To bring increased attention to this important month, we're sharing 16 statistics and facts about mental health and addiction recovery.

16 Mental Health and Alcohol / Drug Addiction Recovery Facts & Figure  

  1. SAMHSA started National Recovery Month in 1989 but it was under a different name: "Treatment Works! Month," notes the Recovery Research Institute. This was intended to honor the work of addiction professionals. In 1998, the month was renamed "National Alcohol and Drug Addiction Recovery Month" to continue honoring the work of healthcare professionals in the addiction field and draw attention to those struggling with substance use disorder (SUD). In 2011, SAMHSA gave the month its current name: National Recovery Month.
  2. Approximately half of the people with severe mental disorders also experience SUD.
  3. Similarly, 37% of alcohol abusers and 53% of drug abusers also have at least one serious mental illness.
  4. Up to 65% of people living with a serious mental illness experience partial to full recovery over time.
  5. Recently published research further supports the potential for recovery from mental illness. Psychologists reviewed data on about 23,500 Canadians. About one-third had experienced various mental illnesses throughout their lifetime. About two-thirds recovered, and nearly 10% of that subsample achieved what was described as "optimal well-being." 

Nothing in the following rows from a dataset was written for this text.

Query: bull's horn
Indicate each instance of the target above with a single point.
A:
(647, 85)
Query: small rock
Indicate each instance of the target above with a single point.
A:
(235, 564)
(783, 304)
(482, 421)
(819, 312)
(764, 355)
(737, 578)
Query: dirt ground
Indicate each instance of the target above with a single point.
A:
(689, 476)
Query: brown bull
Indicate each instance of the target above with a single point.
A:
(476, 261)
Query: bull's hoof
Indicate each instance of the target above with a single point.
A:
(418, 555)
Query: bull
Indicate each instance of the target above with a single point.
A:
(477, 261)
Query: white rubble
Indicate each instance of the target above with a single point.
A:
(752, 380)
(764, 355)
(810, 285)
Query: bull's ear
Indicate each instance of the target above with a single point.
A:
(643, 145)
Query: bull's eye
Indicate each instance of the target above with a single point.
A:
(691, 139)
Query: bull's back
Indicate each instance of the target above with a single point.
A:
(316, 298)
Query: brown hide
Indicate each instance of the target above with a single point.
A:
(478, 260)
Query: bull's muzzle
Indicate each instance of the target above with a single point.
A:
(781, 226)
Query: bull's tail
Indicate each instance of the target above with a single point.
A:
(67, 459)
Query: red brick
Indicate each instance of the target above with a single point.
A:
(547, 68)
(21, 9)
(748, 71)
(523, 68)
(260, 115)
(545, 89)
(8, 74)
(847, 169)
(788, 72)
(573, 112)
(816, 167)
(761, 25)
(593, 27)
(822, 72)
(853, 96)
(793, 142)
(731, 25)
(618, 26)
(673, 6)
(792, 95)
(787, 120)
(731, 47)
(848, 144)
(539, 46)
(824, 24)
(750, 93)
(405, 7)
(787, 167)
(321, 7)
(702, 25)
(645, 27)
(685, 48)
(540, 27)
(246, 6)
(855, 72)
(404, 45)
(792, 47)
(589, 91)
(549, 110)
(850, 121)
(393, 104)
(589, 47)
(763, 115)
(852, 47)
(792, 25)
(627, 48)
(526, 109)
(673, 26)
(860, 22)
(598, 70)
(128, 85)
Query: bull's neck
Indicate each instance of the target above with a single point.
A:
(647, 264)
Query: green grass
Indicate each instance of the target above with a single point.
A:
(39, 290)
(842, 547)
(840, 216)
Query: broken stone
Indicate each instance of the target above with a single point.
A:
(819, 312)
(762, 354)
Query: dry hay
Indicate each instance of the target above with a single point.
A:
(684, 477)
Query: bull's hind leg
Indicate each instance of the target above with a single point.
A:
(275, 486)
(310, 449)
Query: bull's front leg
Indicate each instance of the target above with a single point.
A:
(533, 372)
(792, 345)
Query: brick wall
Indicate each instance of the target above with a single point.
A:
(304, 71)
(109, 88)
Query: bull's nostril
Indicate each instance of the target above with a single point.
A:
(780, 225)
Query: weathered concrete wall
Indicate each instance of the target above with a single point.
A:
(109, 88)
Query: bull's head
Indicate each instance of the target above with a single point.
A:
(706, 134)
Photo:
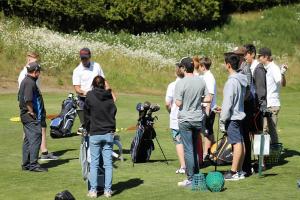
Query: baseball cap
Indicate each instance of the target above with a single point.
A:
(264, 52)
(185, 62)
(33, 66)
(85, 53)
(237, 51)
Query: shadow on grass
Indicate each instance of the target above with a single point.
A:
(125, 185)
(55, 163)
(62, 152)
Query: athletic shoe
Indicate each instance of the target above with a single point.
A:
(49, 156)
(92, 194)
(180, 171)
(107, 194)
(232, 176)
(185, 183)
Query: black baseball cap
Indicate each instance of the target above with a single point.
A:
(85, 53)
(33, 66)
(264, 52)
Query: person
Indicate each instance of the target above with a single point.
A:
(275, 78)
(83, 76)
(33, 116)
(173, 111)
(205, 64)
(232, 114)
(100, 122)
(45, 154)
(188, 96)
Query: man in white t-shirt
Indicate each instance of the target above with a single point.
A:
(45, 155)
(205, 64)
(173, 111)
(84, 74)
(275, 78)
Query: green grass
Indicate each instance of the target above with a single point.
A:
(153, 180)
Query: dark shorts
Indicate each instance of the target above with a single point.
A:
(235, 132)
(209, 124)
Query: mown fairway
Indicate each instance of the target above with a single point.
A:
(153, 180)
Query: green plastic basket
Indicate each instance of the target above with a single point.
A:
(215, 181)
(275, 153)
(198, 183)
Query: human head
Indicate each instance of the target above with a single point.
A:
(205, 63)
(264, 55)
(232, 62)
(85, 56)
(32, 57)
(98, 82)
(33, 69)
(187, 63)
(196, 62)
(250, 53)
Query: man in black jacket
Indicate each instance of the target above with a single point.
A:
(33, 116)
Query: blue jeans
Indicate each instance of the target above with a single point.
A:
(101, 145)
(190, 131)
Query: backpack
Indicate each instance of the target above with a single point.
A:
(221, 152)
(61, 125)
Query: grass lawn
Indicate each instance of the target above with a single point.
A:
(153, 180)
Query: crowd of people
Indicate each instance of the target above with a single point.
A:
(250, 105)
(252, 89)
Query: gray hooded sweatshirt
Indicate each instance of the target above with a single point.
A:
(233, 98)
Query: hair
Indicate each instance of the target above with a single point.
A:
(206, 62)
(33, 54)
(250, 48)
(98, 82)
(233, 60)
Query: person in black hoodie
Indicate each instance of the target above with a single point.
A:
(100, 122)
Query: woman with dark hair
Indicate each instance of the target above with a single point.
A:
(100, 122)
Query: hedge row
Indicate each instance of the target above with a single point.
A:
(133, 15)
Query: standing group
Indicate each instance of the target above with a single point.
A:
(250, 105)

  6. A study found that more than 22 million Americans (more than 9% of adults) live in recovery after some form of SUD.
  7. Another study found that 3 out of 4 people who experience addiction eventually recover.

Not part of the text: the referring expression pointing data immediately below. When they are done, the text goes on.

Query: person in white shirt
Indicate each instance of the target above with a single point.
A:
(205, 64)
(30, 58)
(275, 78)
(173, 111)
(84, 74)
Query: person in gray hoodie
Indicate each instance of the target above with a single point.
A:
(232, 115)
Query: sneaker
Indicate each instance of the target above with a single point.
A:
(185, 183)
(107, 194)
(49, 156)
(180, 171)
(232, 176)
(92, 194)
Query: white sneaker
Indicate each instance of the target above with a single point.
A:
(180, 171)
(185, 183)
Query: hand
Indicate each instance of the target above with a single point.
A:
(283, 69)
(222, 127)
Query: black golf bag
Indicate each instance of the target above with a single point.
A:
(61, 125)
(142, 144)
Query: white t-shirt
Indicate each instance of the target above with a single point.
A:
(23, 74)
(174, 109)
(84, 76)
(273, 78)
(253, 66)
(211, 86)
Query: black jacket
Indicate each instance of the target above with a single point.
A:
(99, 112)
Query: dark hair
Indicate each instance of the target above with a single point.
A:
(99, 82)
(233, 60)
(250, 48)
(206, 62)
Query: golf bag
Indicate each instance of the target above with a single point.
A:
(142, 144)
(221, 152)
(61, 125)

  8. As of 2019 (pre-COVID-19 pandemic), nearly 15 million Americans ages 12 and older had alcohol use disorder (AUD), a brain disorder characterized by an impaired ability to stop or control alcohol use despite adverse social, occupational or health consequences. More than 400,000 adolescents ages 12 to 17 had AUD. Yet less than 10% of people with past-year AUD received any treatment.
  9. More recent data indicates that about 26 million past-year users of alcohol and 11 million past-year users of drugs other than alcohol reported they were using these substances "a little more or much more" than before the COVID-19 pandemic began
  10. About 8% of adult Americans reported having a substance use disorder in the previous year.

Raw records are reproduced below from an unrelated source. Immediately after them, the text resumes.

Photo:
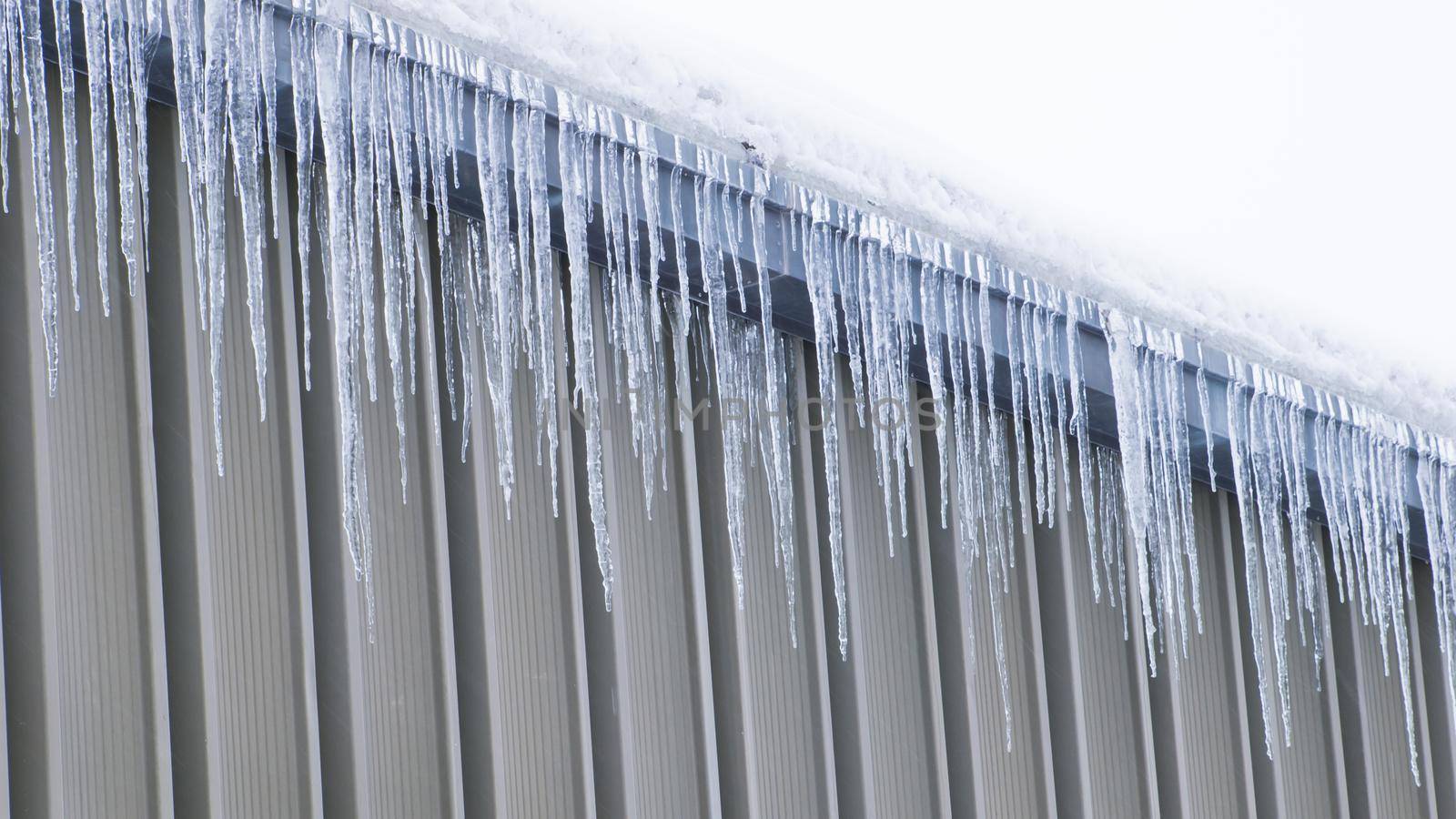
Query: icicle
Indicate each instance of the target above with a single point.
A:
(268, 76)
(820, 278)
(344, 281)
(931, 292)
(94, 15)
(67, 70)
(300, 34)
(1079, 429)
(1132, 436)
(572, 146)
(242, 127)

  11. About 3% of adults Americans reported having an illicit drug disorder in the previous year.
  12. About 1.6 million people in the United States suffer from opioid use disorder (OUD).
  13. The state prevalence of adults with SUD ranges from about 6% in Florida to more than 12% in the District of Columbia.
  14. Only about 13% of people with drug use disorders receive any treatment.
  15. Only about 11% of people with OUD receive one of the three safe and effective medications that could help them quit and remain in recovery.
  16. The average number of attempts before SUD recovery success is achieved is five. However, the median number is two. As STAT notes, this points to a "small number of outliers — usually individuals with the greatest addiction severity and other concomitant mental health issues — who need five-plus attempts," which inflates the numbers.